Esse início já diz bem sobre o resultado do primeiro filme de Jean-Luc Godard, "Acossado", que reestreou nesta quinta (8) nos cinemas, com distribuição da Zeta Filmes. Desde o primeiro dia, o diretor já trabalhava fora das regras da indústria. Nada de roteiro pré-escrito, nada de horários fixos. O filme seguia conforme a inspiração.
O produtor se inquietava e a opinião geral era de que o jovem diretor fazia uma obra que não seria possível montar.
Bem, o que sabemos depois disso é que a história do gângster Michel Poiccard - que rouba um carro, mata um policial, foge e namora uma jornalista americana - foi recebido de boca aberta pelo mundo do cinema. Não era apenas o talento, aquele tipo de traço leve, inconfundível, do cineasta. Era a montagem, absolutamente revolucionária, que rompia com a continuidade clássica de forma radical, suprimia tempos, criava uma dinâmica que ainda hoje preserva a atualidade. Essa montagem rimava bem com a narrativa fragmentária, com o gosto pela digressão, com a fotografia de Raoul Coutard, com a agilidade de Jean-Paul Belmondo, com a modernidade de Jean Seberg. Eram todos jovens, novos no ramo, acompanhavam Jean-Luc Godard em seu desejo de libertar o cinema de velhas amarras.

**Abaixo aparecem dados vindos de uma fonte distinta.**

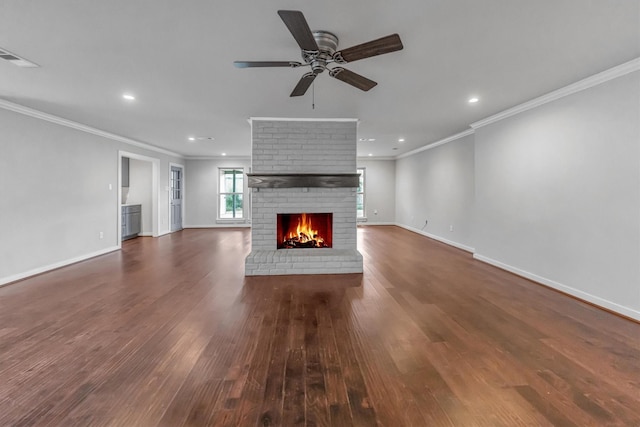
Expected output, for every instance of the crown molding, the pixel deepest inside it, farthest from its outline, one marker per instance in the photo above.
(225, 158)
(375, 158)
(596, 79)
(437, 143)
(21, 109)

Sim, já naquele momento Godard fragmentava a narrativa, embora estivesse longe do que veio a fazer depois, razão pela qual este é o filme que mesmo os antigodardianos costumam admirar.
Se tivesse feito outros como esse... Mas essa não é a natureza de Godard: ali contrariava todas as regras predominantes no cinema francês da época para voltar a experimentar a liberdade que via nos filmes do cinema mudo (francês inclusive, talvez sobretudo).
Por exemplo: usava de maneira sistemática a câmera na mão, então uma novidade. Raoul Coutard era seu cúmplice na experimentação. Entre outras, usava filme fotográfico, de sensibilidade maior do que os filmes para cinema, para obter os efeitos desejados.
Mundo real
"Acossado" passa também a percepção de que o cinema precisa sair do gabinete (do estúdio, do roteiro, das regras fixas) para agregar a vida, o contato direto com o mundo.
Se contestava o cinema oficial ali, depois disso Godard trataria de contestar a si mesmo, filme após filme, como que fazendo da inquietude o centro de sua personalidade - e também do seu trabalho.
O exemplo mais evidente do caráter iconoclasta que ali começava a assombrar o cinema não está na tela. Existe ali um escritor que a jornalista americana vai entrevistar. O papel é de Jean-Pierre Melville, o célebre cineasta. Mas Godard queria que fosse ninguém menos que Céline, até hoje o mais maldito dos escritores malditos franceses (até hoje: mas estávamos a 14 anos do fim da Segunda Guerra).
Amostragem magistral do que seria uma obra indispensável, "Acossado" abre caminho a todas as mudanças pelas quais passaria o cinema daquela época. Hoje não falta quem ache Godard um chato. Pode ser. Mas, caramba, é dali que vem o que de melhor nossos olhos veem.